KBR68H, Jakarta - Sejumlah daerah di Pulau Jawa dan di Sumatera Utara belakangan ini diselimuti debu putih. Debu ini berasal dari erupsi Gunung Kelud Jawa Timur dan Sinabung Sumatera Utara. Ada beberapa masyarakat yang masih beraktifitas normal, meski debu sudah memenuhi jalanan.
Dokter Palang Merah Remaja, Arfan, mengatakan, abu yang bersumber dari letusan gunung berapi mempengaruhi kesehatan, terutama paru-paru, mata, dan kulit.
Abu vulkanik yang mengandung debu silika tajam dapat mempengaruhi pernapasan atas, tengah dan bawah. Pernapasan atas akan terjadi iritasi di hidung dan tenggorokan. “Selain itu juga bisa menyebabkan penyempitan saluran pernapasan,” kata Arfan.
Debu silika menurut Arfan memang sedikit tajam, sehingga bisa membuat iritasi dan robek. “Kalau partikel di bawah 3 mikron bisa mempengaruhi pernapasan bawah, jika 10 mikron dapat masuk di bagian atas,” ujar Arfan.
Fatal atau tidaknya dampak dari debu vulkanik bisa diukur dari banyak atau tidaknya debu yang masuk. “Bisa sampai berdarah,” terang Arfan.
Kandungan silika dapat menyebabkan seseorang menderita silicosis. Silicosis merupakan penyakit yang ditandai dengan napas pendek, demam, dan cyanosis atau kulit yang berwarna kebiruan. Silicosis terjadi karena partikel silika yang terhirup tidak dapat dikeluarkan lagi dari paru-paru.
“Efeknya menganggu pernapasan 2 hingga 3 tahun ke depan, contohnya banyak terjadi pada petugas tambang, kalau terpapar lama menyebabkan jaringan paru-paru berkerut,” jelas Arfan.
Selain erupsi gunung, gangguan pernapasan juga bisa berasal dari kebakaran hutan disebabkan oleh karbon monoksida. Zat ini akan meninggalkan flek pada paru-paru. “Ini mengandung panas zat karbon monoksida seihngga zat itu menyebabkan jelaga sama seperti iritasi dan penyepitan jaringan paru,” kata Arfan.
Selain menganggu pernapasan, paparan debu vulkanik dan asap juga dapat mengganggu mata. Biasanya, keluhannya adalah mata akan terasa perih. Arfan mengatakan hal ini disebabkan oleh butiran debu tajam yang membuat kornea terluka. “Beratnya lagi dapat membuat buta,” terang Arfan. (baca: Awas Jangan Sembarangan Bersihkan Abu Vulkanik Letusan Kelud)
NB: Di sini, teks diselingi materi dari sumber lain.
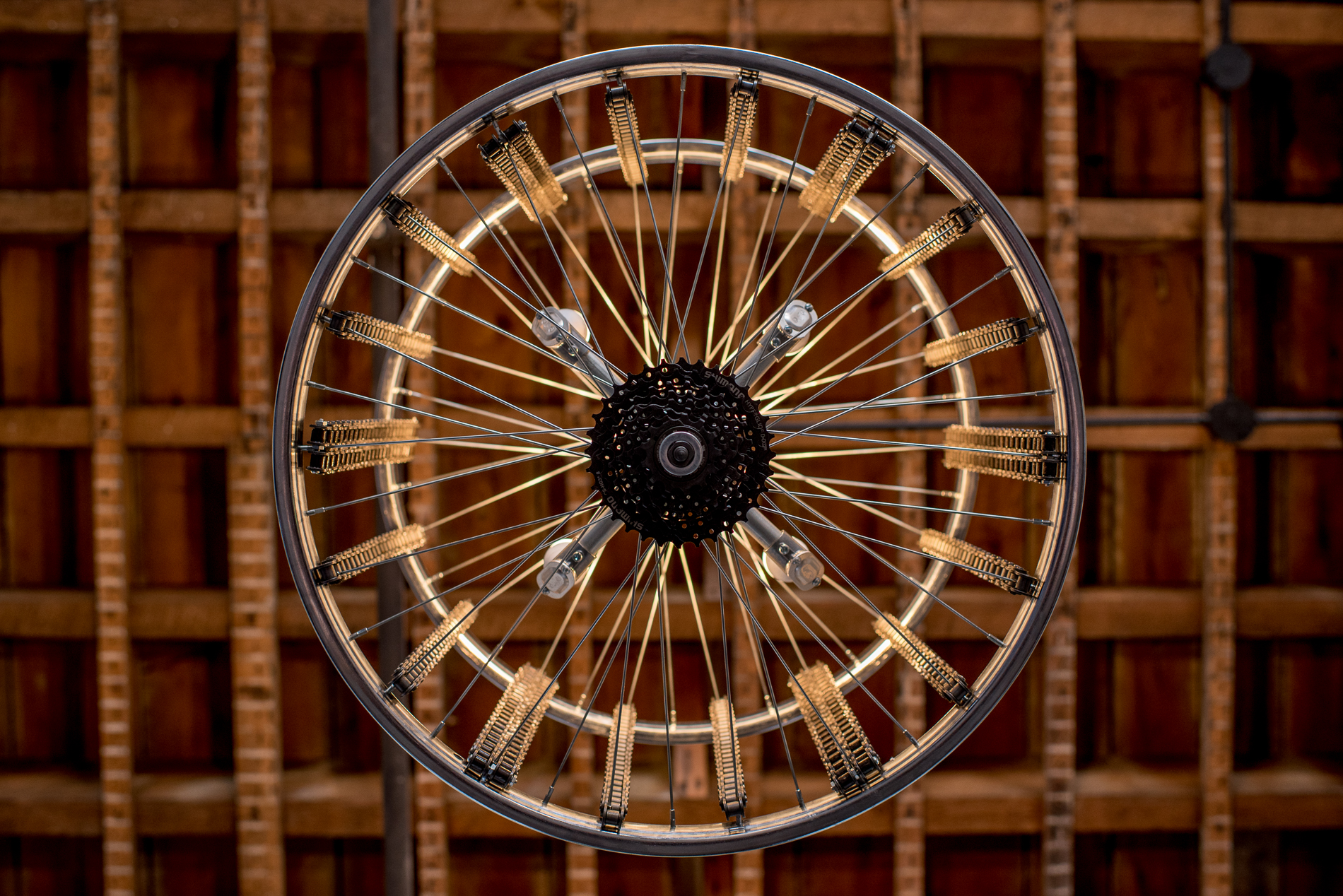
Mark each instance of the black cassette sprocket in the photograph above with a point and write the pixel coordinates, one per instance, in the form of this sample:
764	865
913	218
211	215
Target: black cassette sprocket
703	407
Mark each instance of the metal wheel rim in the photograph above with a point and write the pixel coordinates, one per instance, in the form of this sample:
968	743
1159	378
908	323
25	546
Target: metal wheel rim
779	827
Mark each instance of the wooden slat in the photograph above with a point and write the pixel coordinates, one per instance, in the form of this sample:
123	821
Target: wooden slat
1292	796
107	371
1103	613
1219	517
1116	611
1062	231
1101	20
214	211
258	760
430	808
1277	611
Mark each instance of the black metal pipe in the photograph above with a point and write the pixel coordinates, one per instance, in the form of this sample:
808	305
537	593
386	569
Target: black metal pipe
398	842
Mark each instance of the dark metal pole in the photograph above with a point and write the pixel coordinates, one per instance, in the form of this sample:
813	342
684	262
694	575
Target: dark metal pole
398	844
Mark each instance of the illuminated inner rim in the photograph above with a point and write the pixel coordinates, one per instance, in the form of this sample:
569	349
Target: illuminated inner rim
680	452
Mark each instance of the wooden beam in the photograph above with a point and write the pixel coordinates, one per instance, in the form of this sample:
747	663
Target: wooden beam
107	372
1104	613
1099	20
1291	796
418	116
1062	262
254	645
1219	516
322	211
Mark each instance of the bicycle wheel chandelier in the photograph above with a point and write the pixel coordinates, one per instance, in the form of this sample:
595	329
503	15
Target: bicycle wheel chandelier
732	449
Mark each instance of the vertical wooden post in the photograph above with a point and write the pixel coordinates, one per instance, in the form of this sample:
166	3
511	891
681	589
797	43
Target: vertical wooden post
430	794
579	861
258	762
1061	264
107	374
1219	666
911	469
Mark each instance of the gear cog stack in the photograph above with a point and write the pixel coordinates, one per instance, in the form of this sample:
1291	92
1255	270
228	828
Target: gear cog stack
680	452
Kata dia hal ini harus diwaspadai oleh masyarakat dengan menggunakan kaca mata tertutup. Namun jika debu terlanjur masuk, maka harus segera disiram dengan air yang mengalir. “Jangan dikucek karena debu yang runcing akan menggores lebih banyak lagi, jika ada keluhan lagi, segera ke puskemas,” tambahnya lagi.
Selain itu debu vulkanik juga dapat berpengaruh pada kulit, apalagi jika masyarakat punya riwayat alergi. Debu vulkanik yang panas dapat membakar kulit bagian luar. “Yang harus diperhatikan penduduk adalah penggunaan jaket, supaya terhindar dari paparan langsung dari debu tersebut,” papar Arfan. Jika debu vulkanik terhirup banyak, dan menyebab sesak napas, segera ke puskemas untuk diberi oksigen yang cukup. Jika belum berkurang berikan obat inhalasi sehingga pernapasan bisa terbuka kembali, “Jika ada riwayat asma ini lebih parah lagi, ini harus cepat-cepat ditolong dan dirujuk nanti dokter akan memberikan pertolongan,” kata Arfan.
Arfan menghimbau kepada masyarakat untuk menggunakan masker sebagai bentuk pencegahan. Masker yang digunakan harus yang dapat mencegah debu atau asap masuk kedalam pernapasan. Dia mengakui masker yang dibagikan ke masyarakat belum memenuhi standard Internasional.
“Ada trik praktis dengan mengunakan kain yang direndam air sehingga debu tidak masuk,” jelas Arfan.
Pengunaan masker juga harus sekali pakai tidak boleh berulang. “Masker itu ada caranya jangan terbalik menggunakan, jagan dibalik, justru yang terpapar akan terhirup ini hanya sekali pakai ini harus diedukasi oleh masyarakat, yang hijau di luar,” tutup Arfan.